While in High Fidelity we continued to build together and to learn about Physically Based Rendering (PBR) of objects that allowed them to respond to light like objects in the real world.
Surprisingly, PBR is coming to Second Life eventually!
TO THE PRESENT
After High Fidelity died we went to Vircadia and Overte, and TivoliVR, three open source virtual worlds based on the High Fidelity code, but neither of these was very enticing.
I became super angry with Areal when he refused to join Discord, so that we could communicate. Very few of the people we knew in virtual worlds were using Skype any more and his stubborness about joining Discord irked me to the point I broke off communication with him. For an entire year we did not speak to each other at all. I would see him in Overte and Vircadia, but we did not chat. The whole time this was going on I missed him so much and felt so sad.

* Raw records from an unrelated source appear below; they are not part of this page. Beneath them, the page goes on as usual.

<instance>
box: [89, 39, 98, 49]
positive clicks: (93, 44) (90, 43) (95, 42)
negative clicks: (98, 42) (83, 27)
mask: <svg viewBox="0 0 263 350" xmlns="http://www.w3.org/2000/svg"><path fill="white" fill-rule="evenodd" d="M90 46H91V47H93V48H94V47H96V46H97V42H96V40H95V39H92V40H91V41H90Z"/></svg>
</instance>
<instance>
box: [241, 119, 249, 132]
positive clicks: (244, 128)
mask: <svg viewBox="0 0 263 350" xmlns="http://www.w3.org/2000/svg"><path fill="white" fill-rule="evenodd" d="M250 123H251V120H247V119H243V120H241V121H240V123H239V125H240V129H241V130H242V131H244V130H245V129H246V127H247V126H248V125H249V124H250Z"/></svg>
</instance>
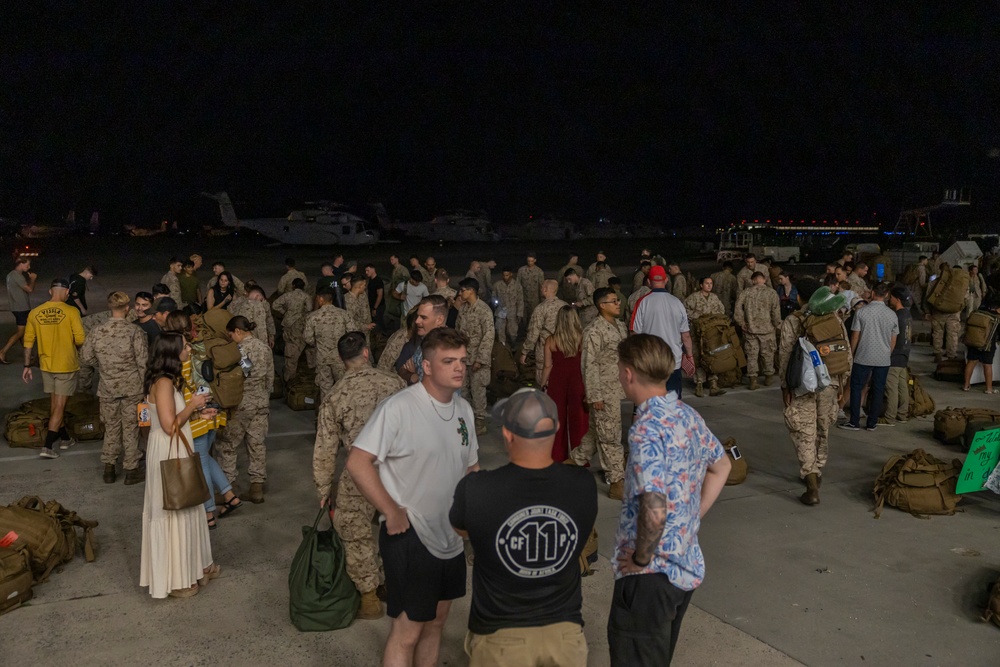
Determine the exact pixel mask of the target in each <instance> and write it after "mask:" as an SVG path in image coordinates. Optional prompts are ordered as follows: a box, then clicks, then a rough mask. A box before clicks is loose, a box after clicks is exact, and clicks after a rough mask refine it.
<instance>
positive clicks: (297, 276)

We planned to get together again, but then COVID had other plans. However, we spoke every single day from two to six hours a day, depending on our schedules.
We had just begun to make plans to live together finally. I had retired from my job, and he was already retired. We talked about the details of merging our four cats and about me, a lifelong New Yorker, living in California. I was happy about this. Old age had softened our rough edges and we were very companiable.
We met in Second Life and together we built a good life. Our story is not dissimilar from many others in the Metaverse. It continues to demonstrate the great power of connection between humans despite the way in which it manifests.